The wrong crime package

President Reagan is right in wanting to do something about the US crime problem. Unfortunately, the new anticrime package introduced by the administration this week creates more problems than it would solve. It has all the earmarks of a political document more than a serious legislative effort and, as now drafted, should be rejected by Congress.

The administration plan would do three things:

* Basically abolish the insanity defense.

* Water down the exclusionary rule that keeps tainted evidence out of federal courts.

* Limit the use of habeas corpus petitions by defendants seeking to have appeals shifted from state courts to federal courts.
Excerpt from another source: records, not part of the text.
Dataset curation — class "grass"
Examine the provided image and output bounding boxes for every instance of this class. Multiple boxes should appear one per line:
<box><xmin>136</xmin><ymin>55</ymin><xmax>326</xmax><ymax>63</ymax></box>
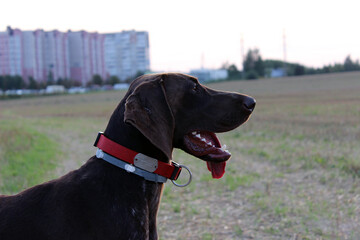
<box><xmin>0</xmin><ymin>72</ymin><xmax>360</xmax><ymax>239</ymax></box>
<box><xmin>0</xmin><ymin>121</ymin><xmax>58</xmax><ymax>194</ymax></box>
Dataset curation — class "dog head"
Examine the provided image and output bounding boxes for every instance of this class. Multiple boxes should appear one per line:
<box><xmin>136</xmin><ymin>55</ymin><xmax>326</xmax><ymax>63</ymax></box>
<box><xmin>124</xmin><ymin>73</ymin><xmax>256</xmax><ymax>178</ymax></box>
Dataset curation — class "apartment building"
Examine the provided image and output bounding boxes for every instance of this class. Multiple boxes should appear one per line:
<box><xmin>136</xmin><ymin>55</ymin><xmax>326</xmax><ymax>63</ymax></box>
<box><xmin>0</xmin><ymin>27</ymin><xmax>150</xmax><ymax>85</ymax></box>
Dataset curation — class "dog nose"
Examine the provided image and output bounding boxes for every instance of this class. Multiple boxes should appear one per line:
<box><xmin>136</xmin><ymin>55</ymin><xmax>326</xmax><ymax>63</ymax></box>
<box><xmin>243</xmin><ymin>97</ymin><xmax>256</xmax><ymax>112</ymax></box>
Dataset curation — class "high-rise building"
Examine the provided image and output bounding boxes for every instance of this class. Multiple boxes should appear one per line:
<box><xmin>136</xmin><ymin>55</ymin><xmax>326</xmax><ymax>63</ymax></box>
<box><xmin>0</xmin><ymin>27</ymin><xmax>150</xmax><ymax>85</ymax></box>
<box><xmin>0</xmin><ymin>27</ymin><xmax>23</xmax><ymax>76</ymax></box>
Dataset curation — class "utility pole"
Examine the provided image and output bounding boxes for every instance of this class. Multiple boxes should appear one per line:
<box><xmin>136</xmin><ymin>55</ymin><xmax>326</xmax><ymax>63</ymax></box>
<box><xmin>240</xmin><ymin>34</ymin><xmax>245</xmax><ymax>79</ymax></box>
<box><xmin>283</xmin><ymin>28</ymin><xmax>287</xmax><ymax>76</ymax></box>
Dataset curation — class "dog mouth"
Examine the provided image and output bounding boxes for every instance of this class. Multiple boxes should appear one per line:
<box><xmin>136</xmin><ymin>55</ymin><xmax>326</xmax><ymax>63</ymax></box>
<box><xmin>184</xmin><ymin>131</ymin><xmax>231</xmax><ymax>179</ymax></box>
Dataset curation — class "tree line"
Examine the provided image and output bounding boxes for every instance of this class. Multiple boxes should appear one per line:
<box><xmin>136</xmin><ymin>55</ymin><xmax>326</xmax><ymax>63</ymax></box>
<box><xmin>222</xmin><ymin>49</ymin><xmax>360</xmax><ymax>80</ymax></box>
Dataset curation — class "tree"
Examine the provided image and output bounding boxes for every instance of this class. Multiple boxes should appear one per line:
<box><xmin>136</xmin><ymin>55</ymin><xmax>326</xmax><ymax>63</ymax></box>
<box><xmin>91</xmin><ymin>74</ymin><xmax>103</xmax><ymax>86</ymax></box>
<box><xmin>107</xmin><ymin>76</ymin><xmax>120</xmax><ymax>85</ymax></box>
<box><xmin>29</xmin><ymin>76</ymin><xmax>39</xmax><ymax>89</ymax></box>
<box><xmin>226</xmin><ymin>64</ymin><xmax>242</xmax><ymax>80</ymax></box>
<box><xmin>243</xmin><ymin>49</ymin><xmax>265</xmax><ymax>79</ymax></box>
<box><xmin>344</xmin><ymin>55</ymin><xmax>360</xmax><ymax>71</ymax></box>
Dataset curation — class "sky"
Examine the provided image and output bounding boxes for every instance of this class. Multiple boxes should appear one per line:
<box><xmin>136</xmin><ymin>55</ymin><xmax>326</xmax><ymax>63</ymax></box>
<box><xmin>0</xmin><ymin>0</ymin><xmax>360</xmax><ymax>72</ymax></box>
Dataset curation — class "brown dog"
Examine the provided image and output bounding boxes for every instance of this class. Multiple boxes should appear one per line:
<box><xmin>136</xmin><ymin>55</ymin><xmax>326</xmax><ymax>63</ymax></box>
<box><xmin>0</xmin><ymin>73</ymin><xmax>255</xmax><ymax>240</ymax></box>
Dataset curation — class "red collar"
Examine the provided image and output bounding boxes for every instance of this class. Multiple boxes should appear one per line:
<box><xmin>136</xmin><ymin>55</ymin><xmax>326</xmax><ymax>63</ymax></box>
<box><xmin>94</xmin><ymin>132</ymin><xmax>181</xmax><ymax>180</ymax></box>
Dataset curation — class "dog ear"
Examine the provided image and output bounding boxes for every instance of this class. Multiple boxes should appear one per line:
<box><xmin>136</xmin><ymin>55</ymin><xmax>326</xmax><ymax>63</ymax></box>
<box><xmin>124</xmin><ymin>77</ymin><xmax>175</xmax><ymax>159</ymax></box>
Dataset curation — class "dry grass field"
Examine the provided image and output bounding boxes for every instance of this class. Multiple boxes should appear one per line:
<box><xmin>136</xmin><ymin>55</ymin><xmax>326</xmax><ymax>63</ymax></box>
<box><xmin>0</xmin><ymin>72</ymin><xmax>360</xmax><ymax>240</ymax></box>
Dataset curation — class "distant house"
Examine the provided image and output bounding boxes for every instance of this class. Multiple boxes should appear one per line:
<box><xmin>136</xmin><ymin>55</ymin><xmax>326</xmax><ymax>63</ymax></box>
<box><xmin>45</xmin><ymin>85</ymin><xmax>65</xmax><ymax>94</ymax></box>
<box><xmin>190</xmin><ymin>68</ymin><xmax>228</xmax><ymax>82</ymax></box>
<box><xmin>270</xmin><ymin>68</ymin><xmax>286</xmax><ymax>78</ymax></box>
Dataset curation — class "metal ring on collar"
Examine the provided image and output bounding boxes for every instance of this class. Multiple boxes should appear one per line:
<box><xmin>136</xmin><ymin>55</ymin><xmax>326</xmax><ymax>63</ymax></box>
<box><xmin>171</xmin><ymin>165</ymin><xmax>192</xmax><ymax>187</ymax></box>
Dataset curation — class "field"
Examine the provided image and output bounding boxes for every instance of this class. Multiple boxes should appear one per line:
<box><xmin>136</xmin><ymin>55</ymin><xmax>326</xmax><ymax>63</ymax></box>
<box><xmin>0</xmin><ymin>72</ymin><xmax>360</xmax><ymax>240</ymax></box>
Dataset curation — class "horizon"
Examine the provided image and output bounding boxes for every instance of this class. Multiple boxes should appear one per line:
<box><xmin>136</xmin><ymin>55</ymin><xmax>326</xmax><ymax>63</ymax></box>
<box><xmin>0</xmin><ymin>0</ymin><xmax>360</xmax><ymax>72</ymax></box>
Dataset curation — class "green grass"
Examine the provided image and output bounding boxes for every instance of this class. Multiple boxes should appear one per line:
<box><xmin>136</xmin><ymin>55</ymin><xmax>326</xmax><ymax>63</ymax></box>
<box><xmin>0</xmin><ymin>121</ymin><xmax>58</xmax><ymax>194</ymax></box>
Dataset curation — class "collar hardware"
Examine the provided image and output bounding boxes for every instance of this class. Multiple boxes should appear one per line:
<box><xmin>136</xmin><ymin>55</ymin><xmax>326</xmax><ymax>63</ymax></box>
<box><xmin>94</xmin><ymin>132</ymin><xmax>183</xmax><ymax>182</ymax></box>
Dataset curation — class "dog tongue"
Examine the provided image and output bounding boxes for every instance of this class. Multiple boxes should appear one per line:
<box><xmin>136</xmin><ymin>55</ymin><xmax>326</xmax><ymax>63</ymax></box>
<box><xmin>206</xmin><ymin>162</ymin><xmax>226</xmax><ymax>179</ymax></box>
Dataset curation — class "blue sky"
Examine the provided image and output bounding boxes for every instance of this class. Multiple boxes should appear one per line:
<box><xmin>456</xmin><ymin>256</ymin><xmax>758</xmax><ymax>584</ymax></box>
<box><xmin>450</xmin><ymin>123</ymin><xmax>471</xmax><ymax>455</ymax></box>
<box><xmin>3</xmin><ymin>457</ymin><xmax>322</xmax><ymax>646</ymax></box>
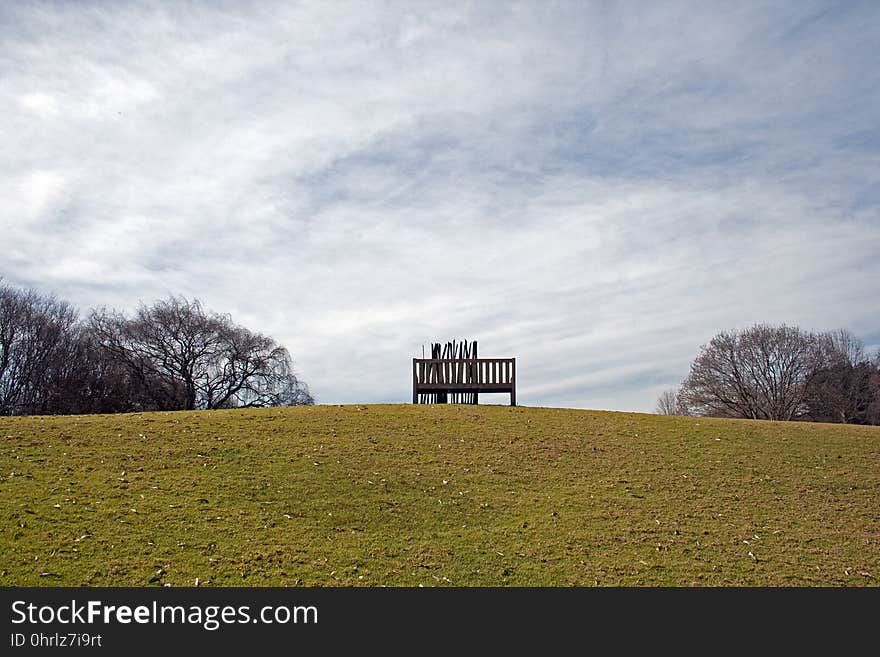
<box><xmin>0</xmin><ymin>1</ymin><xmax>880</xmax><ymax>411</ymax></box>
In each case, the administration measure would do little to reduce crime yet would seriously undermine the legal rights of individuals. Take the insanity defense, which so many persons felt was abused in the Hinckley case. What is needed is not abolishing the defense, but rather reforming it, so that the burden of proof regarding insanity is shifted from the prosecution - which must now prove that a defendant is not insane - to the defendent, who would then have the requirement of proving insanity. A bill that would do just that has been introduced by Senator Strom Thurmond. Lawmakers should start with the approach in the Thurmond bill, not the administration's version.

So far as the exclusionary rule and habeas corpus provisions are concerned, these have served the broader purposes of justice. The exclusionary rule has not only eliminated use of dubious and illegal evidence, but, equally important, has prodded American police departments into modernizing their investigative methods. In the case of habeas corpus, it would be a retrograde step indeed to take away the process by which a defendant can seek to have a conviction overturned. Such a process may be untidy, but it protects those persons who may in fact be truly innocent (though convicted), or who may have been given excessively harsh sentences.

Also, a serious flaw in the administration plan is that it ignores the issue of handguns. Yet without resolving the handgun problem it is unlikely that any real dent can be made in bringing down the high crime rate in the US.